L’appello appare infondato.
È innanzitutto il caso di precisare che ai sensi dell’art. 8 del DPR 6.6.2001 n. 380 “la realizzazione da parte di privati di interventi edilizi su aree demaniali è disciplinata dalle norme del presente Testo Unico.”.
Nessun rilievo ha quindi, ai fini della determinazione della disciplina edilizia da applicare, la circostanza che il manufatto, di cui si discute, debba essere realizzato su terreno demaniale dato in concessione all’appellante, in quanto in ogni caso debbono trovare applicazione le norme che governano l’edilizia nel Comune di Catania.
Ciò posto il problema di maggiore rilievo che il Collegio deve affrontare è se la realizzazione del chiosco debba essere assistita da un regolare permesso di costruire o ne possa prescindere in quanto costruzione “precaria” e facilmente amovibile.
A riguardo il Collegio non ritiene che possa prescindersi dalla descrizione che dell’opera fa il verificatore nominato dal Tribunale, indicazioni riprese ed arricchite dalla memoria del Comune, depositata telematicamente il 4.5.2017.
Osserva il verificatore, in sintesi, che l’opera progettata non presenta il carattere della precarietà, considerate le sue dimensioni, l’ancoraggio al suolo, gli allacci alla rete idrica ed elettrica, nonché la funzione stabile alla quale è destinata ovvero l’esercizio dell’attività commerciale di vendita di frutta e verdura.
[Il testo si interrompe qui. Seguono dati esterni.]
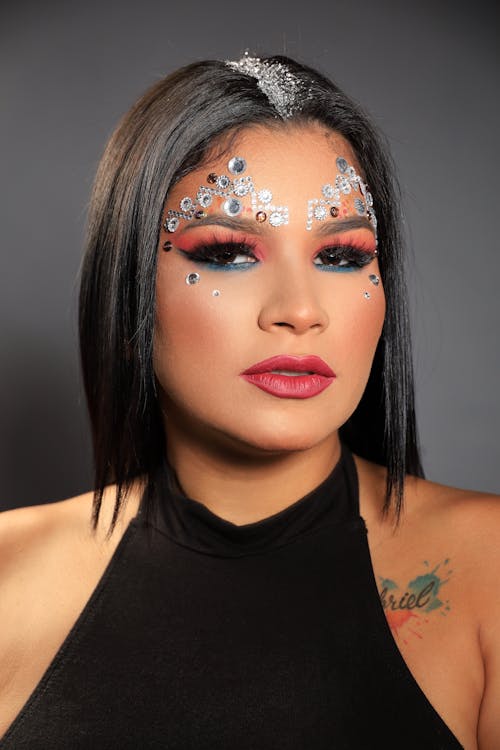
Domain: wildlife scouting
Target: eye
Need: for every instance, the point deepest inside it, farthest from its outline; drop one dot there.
(342, 258)
(223, 255)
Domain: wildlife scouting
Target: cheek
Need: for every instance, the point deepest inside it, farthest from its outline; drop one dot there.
(360, 321)
(196, 327)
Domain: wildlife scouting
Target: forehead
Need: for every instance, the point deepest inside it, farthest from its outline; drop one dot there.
(290, 159)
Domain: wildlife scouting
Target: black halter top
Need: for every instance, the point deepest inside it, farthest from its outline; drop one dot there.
(210, 636)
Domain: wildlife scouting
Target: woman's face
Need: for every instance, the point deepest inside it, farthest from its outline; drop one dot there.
(284, 265)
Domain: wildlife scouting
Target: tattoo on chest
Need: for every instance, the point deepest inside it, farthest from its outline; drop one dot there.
(409, 607)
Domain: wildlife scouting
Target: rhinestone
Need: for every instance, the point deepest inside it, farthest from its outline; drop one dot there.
(341, 164)
(265, 196)
(232, 207)
(186, 204)
(328, 190)
(241, 188)
(320, 213)
(171, 224)
(343, 185)
(204, 198)
(359, 206)
(237, 165)
(276, 219)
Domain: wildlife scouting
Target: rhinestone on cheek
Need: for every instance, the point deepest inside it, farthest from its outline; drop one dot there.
(276, 219)
(320, 213)
(341, 164)
(171, 224)
(237, 165)
(265, 196)
(186, 204)
(359, 206)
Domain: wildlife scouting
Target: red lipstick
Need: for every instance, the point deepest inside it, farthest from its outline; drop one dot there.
(290, 376)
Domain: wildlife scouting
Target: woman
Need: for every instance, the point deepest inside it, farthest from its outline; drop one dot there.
(246, 358)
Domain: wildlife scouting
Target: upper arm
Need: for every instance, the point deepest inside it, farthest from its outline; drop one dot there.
(488, 600)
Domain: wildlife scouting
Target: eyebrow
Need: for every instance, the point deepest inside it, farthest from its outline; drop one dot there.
(251, 226)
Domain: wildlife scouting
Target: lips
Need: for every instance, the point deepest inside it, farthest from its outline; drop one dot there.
(288, 376)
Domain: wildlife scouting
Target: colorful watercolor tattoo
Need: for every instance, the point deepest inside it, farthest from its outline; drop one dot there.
(408, 608)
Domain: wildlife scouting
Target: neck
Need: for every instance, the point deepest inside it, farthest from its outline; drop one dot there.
(243, 486)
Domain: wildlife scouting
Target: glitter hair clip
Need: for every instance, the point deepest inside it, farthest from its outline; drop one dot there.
(347, 180)
(232, 190)
(283, 89)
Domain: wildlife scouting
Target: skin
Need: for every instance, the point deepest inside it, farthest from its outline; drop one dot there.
(221, 430)
(231, 443)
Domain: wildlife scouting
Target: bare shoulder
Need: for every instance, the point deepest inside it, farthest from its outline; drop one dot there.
(51, 560)
(31, 534)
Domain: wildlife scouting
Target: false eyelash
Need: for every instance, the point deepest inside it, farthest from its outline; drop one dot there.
(344, 257)
(208, 252)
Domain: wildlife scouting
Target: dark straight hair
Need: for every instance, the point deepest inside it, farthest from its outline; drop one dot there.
(165, 135)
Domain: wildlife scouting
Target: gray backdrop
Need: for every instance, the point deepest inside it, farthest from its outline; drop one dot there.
(428, 74)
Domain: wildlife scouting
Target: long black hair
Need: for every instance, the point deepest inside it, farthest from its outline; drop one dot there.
(166, 134)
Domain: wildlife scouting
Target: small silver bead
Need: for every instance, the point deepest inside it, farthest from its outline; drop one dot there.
(276, 219)
(171, 224)
(186, 204)
(232, 207)
(341, 164)
(237, 165)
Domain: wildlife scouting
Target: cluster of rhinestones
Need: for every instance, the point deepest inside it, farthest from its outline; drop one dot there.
(284, 90)
(232, 190)
(346, 181)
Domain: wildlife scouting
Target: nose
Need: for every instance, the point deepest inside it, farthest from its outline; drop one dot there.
(293, 303)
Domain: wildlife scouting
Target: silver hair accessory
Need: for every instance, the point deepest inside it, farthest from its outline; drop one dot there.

Questa, essendo destinata a fornire all’appellante i guadagni per i bisogni della vita, non può dirsi che assolva a soddisfare bisogni ed esigenze temporanei.
Il carattere della precarietà, che escluderebbe la necessità del permesso di costruire, risulta quindi escluso sia per le caratteristiche dell’opera sia per funzione cui essa è destinata, così che l’opera non può definirsi precaria né dal punto di vista obiettivo né dal punto di vista funzionale.
Peraltro, il Consiglio si è più volte occupato dell’individuazione delle caratteristiche che attribuiscono a un manufatto il carattere della precarietà, ritenendo che tale carattere non possa ravvisarsi in quelle opere che sono destinate a soddisfare “esigenze prolungate nel tempo” (CGA sentenza 547/13), atteso che la precarietà di un opera non deriva dalla sua più o meno agevole rimovibilità, ma da un canto dalla sua destinazione oggettiva e originaria a sopperire a una necessità contingente e temporanea al cui esaurimento la costruzione debba essere rimossa e dall’altro dalle ridotte dimensioni e dalle caratteristiche costruttive del manufatto.
Quanto poi al carattere obiettivamente non precario del manufatto di cui si discute, può aggiungersi, a quanto osservato dal verificatore, che sembra pacifico tra le parti che il trasferimento del chiosco richiederebbe un trasporto eccezionale, circostanza questa che non depone di certo a favore del carattere precario del manufatto.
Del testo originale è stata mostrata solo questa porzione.